Music has always played a large role in my life. My mom jokes that before I could talk, I could spell thanks to the 70s hit “Saturday Night” by the Bay City Rollers – “S-A-T-U-R-D-A-Y… NIGHT!”
I bonded with my babysitters over Beatles records. My wife is a musician, and her long blonde hair reminds me of my first memory of music. (Readers be warned: This will sound like I am ripping off Paul Simon lyrics. But this is actually my memory.)
I was in my crib. “It was late in the evening. There was a radio coming from the room next door” and I heard my mom laughing. “I couldn’t have been no more than 1 or 2…” as the song goes.
I remember wanting to be at the party in the other room and I must have tried to say so, because a lady with long, blonde hair came into my room and picked me up.
I have loved music and women with long, blonde hair ever since. I have a huge music collection and go to many shows where thousands like me line up to be part of the excitement.
From King David to the longhaired kids stocking the shelves at FYE, why do people find music so intoxicating?
In a phone interview May Pang, ex-girlfriend of John Lennon, said she thinks music’s appeal is that “it’s universal.” One listen to the Beatles as a kid, and Pang, too, was hooked.
After hearing the Beatles on the radio, “I wanted to be involved in music,” she said. She was such a fan that she took a job at Apple Corp. in Manhattan just because it was the Beatles’ company. As music buffs know, she became very close to Lennon in the early 70s.
During their time together Lennon wrote “Surprise, Surprise (Sweet Bird of Paradox)” and “#9 Dream” for Pang. She saw firsthand how much of a music fan Lennon was. She tells of the excitement in his face when song ideas came to him. He’d rush for a pad and pen to preserve the ideas, and he reacted the same way to songs on the radio.
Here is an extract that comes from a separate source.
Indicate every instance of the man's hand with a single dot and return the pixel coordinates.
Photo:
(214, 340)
The way music touched her soul as a kid was the same way that it touched Lennon’s soul.
The effect of music on a soul seems like an intangible. But the results of music are easy to see. The vibrations emanating from instruments may be invisible, but watch the bystanders. Pitches in harmony with one another make a kid smile and sing, while discord is quick to bring a frown.
Even more than an intangible with a measurable effect, music is beauty, beauty that motivates people to rise to the occasion as they tap a foot or sing along to show that they can also be part of the magic.
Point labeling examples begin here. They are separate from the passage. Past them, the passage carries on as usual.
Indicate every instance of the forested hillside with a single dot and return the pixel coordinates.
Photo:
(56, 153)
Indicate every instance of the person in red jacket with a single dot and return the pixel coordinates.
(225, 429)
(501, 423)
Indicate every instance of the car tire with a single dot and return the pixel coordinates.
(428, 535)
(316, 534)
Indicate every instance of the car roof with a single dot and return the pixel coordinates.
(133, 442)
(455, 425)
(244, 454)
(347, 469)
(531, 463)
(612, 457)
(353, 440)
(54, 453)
A song’s rhythm has its own flow of time that, for its duration, allows people to forget about time – even the most aggressive multitasker doesn’t listen to songs on fast forward to get to the end quicker. That is because the point of music is to enjoy the passing of time for what it is. It is movement for its own sake.
Lastly, music makes life viewable from a distance and good songwriters let people know that they are not alone. Leading rock biographer Mark Bego notes that certain artists, like Joni Mitchell, excel at this.
As Mitchell’s “For Free,” a song about Mitchell watching a street musician, spins in my CD player, I can only imagine that music charms her in the same way.